第三話
現場にたどり着いてみると、すでに辺りには規制が敷かれ、二人の車は検問の簡易ゲート
をゆっくりとくぐり、二人と車のIDが照会された。
「この分だと、鑑識もご到着だろう。俺達の仕事はあまり残ってないな」
フレッドの推測。
「結構急いだんだけどね」
とリー。
「まあいい、被害者を見せて貰おうぜ。・・・ええと、そこごめんよ…ガイ者を…ここらじゃ
ブッダって言うのかい?見せてもらうよ」
死体を覗き込んだ、フレッドの表情が、やや曇った。
「身元判明だ……」
「何と素早い」
「茶化すな。首絞めるぞ」
「すまん」
「知ってる顔だ」
「・・・・・・」
「こいつは、ヒル・ロボスだ。何度か世話してやった、ケチな売人だ。

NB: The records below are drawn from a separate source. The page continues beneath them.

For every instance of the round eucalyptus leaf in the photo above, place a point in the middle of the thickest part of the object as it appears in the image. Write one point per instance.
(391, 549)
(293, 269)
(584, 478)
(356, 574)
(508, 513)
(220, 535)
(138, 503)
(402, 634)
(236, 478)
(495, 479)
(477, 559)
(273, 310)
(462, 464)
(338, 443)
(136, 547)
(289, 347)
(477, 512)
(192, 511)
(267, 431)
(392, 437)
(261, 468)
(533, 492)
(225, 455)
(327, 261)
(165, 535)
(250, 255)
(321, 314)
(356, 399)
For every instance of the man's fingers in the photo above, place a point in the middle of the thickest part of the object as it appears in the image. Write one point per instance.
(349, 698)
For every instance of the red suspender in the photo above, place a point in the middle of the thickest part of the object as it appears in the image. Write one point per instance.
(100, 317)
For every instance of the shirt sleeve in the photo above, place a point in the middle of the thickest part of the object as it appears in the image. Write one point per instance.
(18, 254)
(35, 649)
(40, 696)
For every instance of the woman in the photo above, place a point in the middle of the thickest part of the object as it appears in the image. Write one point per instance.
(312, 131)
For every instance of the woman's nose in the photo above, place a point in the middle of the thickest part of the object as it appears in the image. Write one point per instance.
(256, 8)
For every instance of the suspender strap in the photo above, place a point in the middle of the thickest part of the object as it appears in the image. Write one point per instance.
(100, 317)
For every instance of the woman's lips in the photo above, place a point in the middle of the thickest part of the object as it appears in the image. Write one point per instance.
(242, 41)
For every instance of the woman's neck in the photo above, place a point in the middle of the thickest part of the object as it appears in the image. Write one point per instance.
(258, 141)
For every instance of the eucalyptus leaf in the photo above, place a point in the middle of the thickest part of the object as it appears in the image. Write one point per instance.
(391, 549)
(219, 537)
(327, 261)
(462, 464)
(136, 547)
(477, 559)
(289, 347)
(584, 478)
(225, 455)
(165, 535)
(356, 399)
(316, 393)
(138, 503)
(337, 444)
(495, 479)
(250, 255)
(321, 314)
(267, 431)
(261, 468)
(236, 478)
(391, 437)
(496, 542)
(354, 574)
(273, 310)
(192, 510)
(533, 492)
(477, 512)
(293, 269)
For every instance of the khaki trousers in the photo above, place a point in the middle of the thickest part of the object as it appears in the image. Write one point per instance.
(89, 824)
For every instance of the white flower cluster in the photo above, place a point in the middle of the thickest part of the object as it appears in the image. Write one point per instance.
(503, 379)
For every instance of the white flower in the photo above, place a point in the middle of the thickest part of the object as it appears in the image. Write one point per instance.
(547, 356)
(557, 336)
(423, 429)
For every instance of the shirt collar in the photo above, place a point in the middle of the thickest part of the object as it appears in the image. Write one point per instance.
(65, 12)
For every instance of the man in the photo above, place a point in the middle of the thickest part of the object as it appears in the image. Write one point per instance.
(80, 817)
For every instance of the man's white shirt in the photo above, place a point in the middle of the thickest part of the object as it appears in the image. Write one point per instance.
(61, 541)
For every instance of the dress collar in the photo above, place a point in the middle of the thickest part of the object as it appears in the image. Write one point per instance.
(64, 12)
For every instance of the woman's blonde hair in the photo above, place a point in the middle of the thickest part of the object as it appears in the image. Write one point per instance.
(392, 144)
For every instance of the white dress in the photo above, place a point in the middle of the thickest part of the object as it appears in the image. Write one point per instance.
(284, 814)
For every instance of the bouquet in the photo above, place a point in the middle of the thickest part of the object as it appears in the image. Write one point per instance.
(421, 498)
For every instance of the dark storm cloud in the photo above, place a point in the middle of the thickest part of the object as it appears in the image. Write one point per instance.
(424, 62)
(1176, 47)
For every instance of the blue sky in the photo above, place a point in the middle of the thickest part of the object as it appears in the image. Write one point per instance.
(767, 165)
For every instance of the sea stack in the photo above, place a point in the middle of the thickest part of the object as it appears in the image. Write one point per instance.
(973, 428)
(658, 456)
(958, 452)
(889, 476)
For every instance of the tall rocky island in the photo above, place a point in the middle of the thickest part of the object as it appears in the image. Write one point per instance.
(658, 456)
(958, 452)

こんな所に商売に来
たんだとしたら、馬鹿な奴だ。ハハハ…」
「つらいか」
「ハイスクールでは有能なバスケの選手だった。卒業後、俺はポリス・スクールに行き、ヒル
の事は、よくは分からなくなってた。てっきりプロになるもんだと思ってた。俺が警官として
この街に戻って来たら、ヒルはチンピラになってた。商売で捕まって、手錠を掛けられる時、
何か悲しいような、それでも可笑しいような、愛想笑いみたいのを浮かべてた。俺はただ、黙ってた」
「そんな場面じゃ、誰だってお喋りにゃならないさ」
「黙っていた・・・もしかしたら、話し合って、彼の人生を変えれたかもしれないのに、ただ
、黙って、微笑んで、いいオマワリを演じてた」
「お前のせいじゃ無いって、フレッド」
「俺は、学生時代、奴に嫉妬してた」
「誰でも罪をしょっているんだ。気にするな」
「俺は今までずいぶん死体を見て来た。綺麗なのもあれば、ひどいのも、生きてる様なのも
あった。だが、こんなに気に喰わないのは初めてだ。俺は、こいつの犯人を、追っかけたい。